Tanner Sack shouted with his fellows.

No one came to them.

The ship reeled as if it had been punched. Bellis was hurled against the window. Passengers were scattering, screaming or shouting, getting to their feet with terror in their eyes, throwing spilled chairs and stools out of the way.

“What in Jabber’s name was that?” Johannes shouted. Someone nearby was praying.

Bellis stumbled with the others out onto the deck. The little armored boats were still plowing toward the Terpsichoria on the port side, but looming from nowhere on the starboard side, where no one had been looking, tight and flush against the ship, was a massive black submersible.

It was more than a hundred feet long, striated with pipes, studded with segmented metal fins. Seawater still streamed from it, from the seams between its rivets and the ridges below its portholes.

Bellis gaped at the baleful-looking thing. Sailors and officers were shouting in confusion, running from rail to rail, trying to regroup.

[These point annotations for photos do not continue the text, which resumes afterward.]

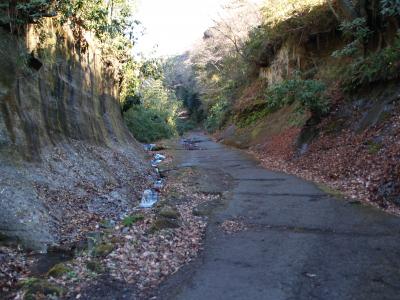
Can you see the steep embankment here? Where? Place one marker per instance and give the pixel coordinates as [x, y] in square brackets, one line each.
[66, 158]
[354, 148]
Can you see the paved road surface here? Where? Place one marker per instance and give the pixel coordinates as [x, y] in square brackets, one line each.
[302, 243]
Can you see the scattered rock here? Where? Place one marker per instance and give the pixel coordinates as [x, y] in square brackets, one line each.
[169, 213]
[129, 221]
[103, 250]
[59, 270]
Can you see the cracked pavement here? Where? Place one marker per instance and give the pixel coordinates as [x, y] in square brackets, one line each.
[300, 243]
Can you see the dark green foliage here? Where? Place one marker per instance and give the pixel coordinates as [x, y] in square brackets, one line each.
[217, 116]
[390, 7]
[105, 18]
[252, 117]
[383, 65]
[359, 33]
[148, 125]
[309, 94]
[36, 288]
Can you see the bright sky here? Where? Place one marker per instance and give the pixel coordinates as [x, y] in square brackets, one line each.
[174, 25]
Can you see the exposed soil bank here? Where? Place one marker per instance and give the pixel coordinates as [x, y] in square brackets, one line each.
[280, 237]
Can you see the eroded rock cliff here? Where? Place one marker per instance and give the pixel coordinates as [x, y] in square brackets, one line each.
[67, 160]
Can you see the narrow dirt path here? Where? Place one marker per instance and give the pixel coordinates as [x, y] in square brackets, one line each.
[299, 243]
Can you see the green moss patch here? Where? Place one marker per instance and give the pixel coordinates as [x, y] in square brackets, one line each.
[129, 221]
[36, 288]
[102, 250]
[58, 270]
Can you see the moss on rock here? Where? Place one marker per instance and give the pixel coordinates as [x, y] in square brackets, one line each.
[36, 288]
[169, 213]
[129, 221]
[102, 250]
[58, 270]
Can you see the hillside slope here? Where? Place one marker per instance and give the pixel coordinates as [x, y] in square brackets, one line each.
[66, 157]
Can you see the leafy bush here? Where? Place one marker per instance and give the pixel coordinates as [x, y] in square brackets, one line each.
[309, 94]
[359, 33]
[155, 117]
[148, 125]
[380, 66]
[217, 116]
[390, 7]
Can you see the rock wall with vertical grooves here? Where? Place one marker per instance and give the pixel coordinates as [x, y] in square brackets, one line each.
[61, 132]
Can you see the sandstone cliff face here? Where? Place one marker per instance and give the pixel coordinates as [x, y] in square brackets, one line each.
[64, 150]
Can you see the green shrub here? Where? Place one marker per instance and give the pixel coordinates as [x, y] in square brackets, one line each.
[155, 117]
[217, 116]
[309, 94]
[380, 66]
[252, 117]
[183, 126]
[148, 125]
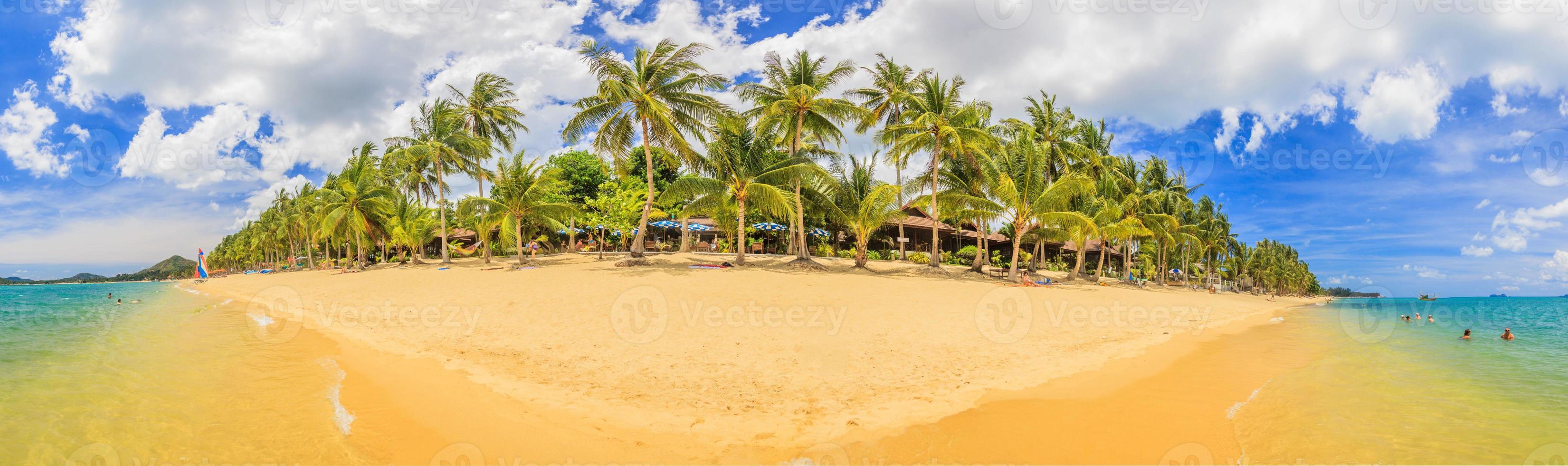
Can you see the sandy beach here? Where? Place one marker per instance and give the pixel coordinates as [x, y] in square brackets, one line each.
[576, 360]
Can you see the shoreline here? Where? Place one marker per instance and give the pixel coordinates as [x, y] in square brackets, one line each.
[618, 423]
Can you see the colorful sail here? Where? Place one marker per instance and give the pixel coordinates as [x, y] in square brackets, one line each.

Two hatches on the top of the submersible began to rise.

“You!” From the deck, Cumbershum pointed at the passengers. “Inside, now!”

Bellis retreated into the corridor.

Jabber help me oh dear gods oh spit and shit, she thought in a confused stream. She stared wildly about and heard passengers running pointlessly from place to place.

Then suddenly she remembered the little cupboard, from where she could see the deck.

Outside, beyond the thin wall, she could hear shouts and gunshots. Frantically, she cleared the shelf in front of the window and put her eyes to the dirty pane.

Bursts of smoke discolored the air. Men ran past the glass in panicked rout. Beyond them and below, across the deck, little groups of men fought in confused and ugly battle.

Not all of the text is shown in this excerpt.